# **U-NET Implementation**

AUTHOR: Alejandro Meza Tudela

This notebook provides a complete, from-scratch implementation of U-Net, a foundational architecture for image segmentation.

In [17]:
import numpy
import torch
import torch.nn as nn
from torchsummary import summary

## Introduction

U-Net is a computer vision architecture that consists of a contracting path to capture context and a symmetric expanding path that enables precise localization. At the time this architecture was introduced, it was praised for its huge performance, fast inference (often less than a second on a regular GPU), and its ability to perform well with a limited number of training samples.

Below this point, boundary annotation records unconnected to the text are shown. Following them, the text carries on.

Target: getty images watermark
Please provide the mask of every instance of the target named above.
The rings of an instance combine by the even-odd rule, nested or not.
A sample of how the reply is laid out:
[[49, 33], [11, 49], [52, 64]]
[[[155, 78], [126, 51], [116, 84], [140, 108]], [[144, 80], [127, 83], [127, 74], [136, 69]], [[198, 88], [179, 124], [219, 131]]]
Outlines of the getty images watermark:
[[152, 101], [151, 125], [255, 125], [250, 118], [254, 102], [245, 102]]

Note: To better understand this architecture, we recommend that you review the architecture diagram while looking at this code.





## Code Implementation

The U-Net architecture will be built by creating several key building blocks, which will then be assembled to form the complete model.

### CONVOLUTION BLOCK
The convolution block in the U-Net architecture consists of the repeated application of two 3x3 convolutions, each followed by a Rectified Linear Unit (ReLU) activation function.

In [8]:
class convolution_block(nn.Module):
    """
    A basic convolutional block used in the U-Net architecture.
    Consists of two 3x3 convolutional layers, each followed by Batch Normalization.
    A ReLU activation function is applied at the end.
    """
    def __init__(self, input_channels, output_channels):
        super().__init__()
        #define the operations inside the block
        self.block = nn.Sequential(
          nn.Conv2d(input_channels, output_channels, kernel_size=3, padding=1,bias=False),
          nn.BatchNorm2d(output_channels),
          nn.Conv2d(output_channels, output_channels, kernel_size=3, padding=1,bias=False),
          nn.BatchNorm2d(output_channels),
          nn.ReLU(inplace=True)
        )

    def forward(self,x):
      x = self.block(x)
      return x

### CONTRACTING PATH DEFINITION

The contracting path consists of a repetition of the convolution blocks and a 2x2 max pooling operation with stride 2 for downsampling. At each downsampling step, the number of feature channels is doubled.

In [9]:
class downsampling_block(nn.Module):
  def __init__(self, input_channels, output_channels):
    """
        Initializes the downsampling block.

        Args:
            input_channels (int): The number of channels in the input feature map.
            output_channels (int): The number of channels after the convolution block.
    """
    super().__init__()
    self.conv_block = convolution_block(input_channels, output_channels)
    self.pool = nn.MaxPool2d((2,2))

  def forward(self,x):
    x = self.conv_block(x)
    p = self.pool(x)
    # Return both the pre-pooled feature map for the skip connection
    # and the pooled feature map for the next layer in the encoder.
    return x,p

### EXPANSIVE PATH DEFINITION

Every step in the expansive path consists of an upsampling of the feature map, followed by a 2x2 "up-convolution." This is followed by a concatenation with the correspondingly cropped feature map from the contracting path.

In [12]:
class upsampling_block(nn.Module):
  """
    An upsampling block for the U-Net expansive path.
    It combines upsampling with a skip connection from the encoder path.
  """
  def __init__(self, input_channels, output_channels):
    super().__init__()
    #define the up-convolution
    self.up_convolution = nn.ConvTranspose2d(input_channels, output_channels, kernel_size=2, stride=2, padding=0)
    #define the convolution: current output + skip connection
    self.convolution_block = convolution_block(
                                               output_channels+output_channels, #current + skip connection
                                               output_channels
                                               )
  def forward(self,x,skip_connection):
    x = self.up_convolution(x)
    #concatenate the previous result with the skipp connection before applying the convolution block
    x = torch.cat([x,skip_connection],axis=1)
    #apply the convolution as always
    x = self.convolution_block(x)
    return x

## UNET Architecture

In summary, the U-Net architecture consists of two main components: a contracting path (encoder) and an expanding path (decoder), which together form a symmetric, U-shaped structure.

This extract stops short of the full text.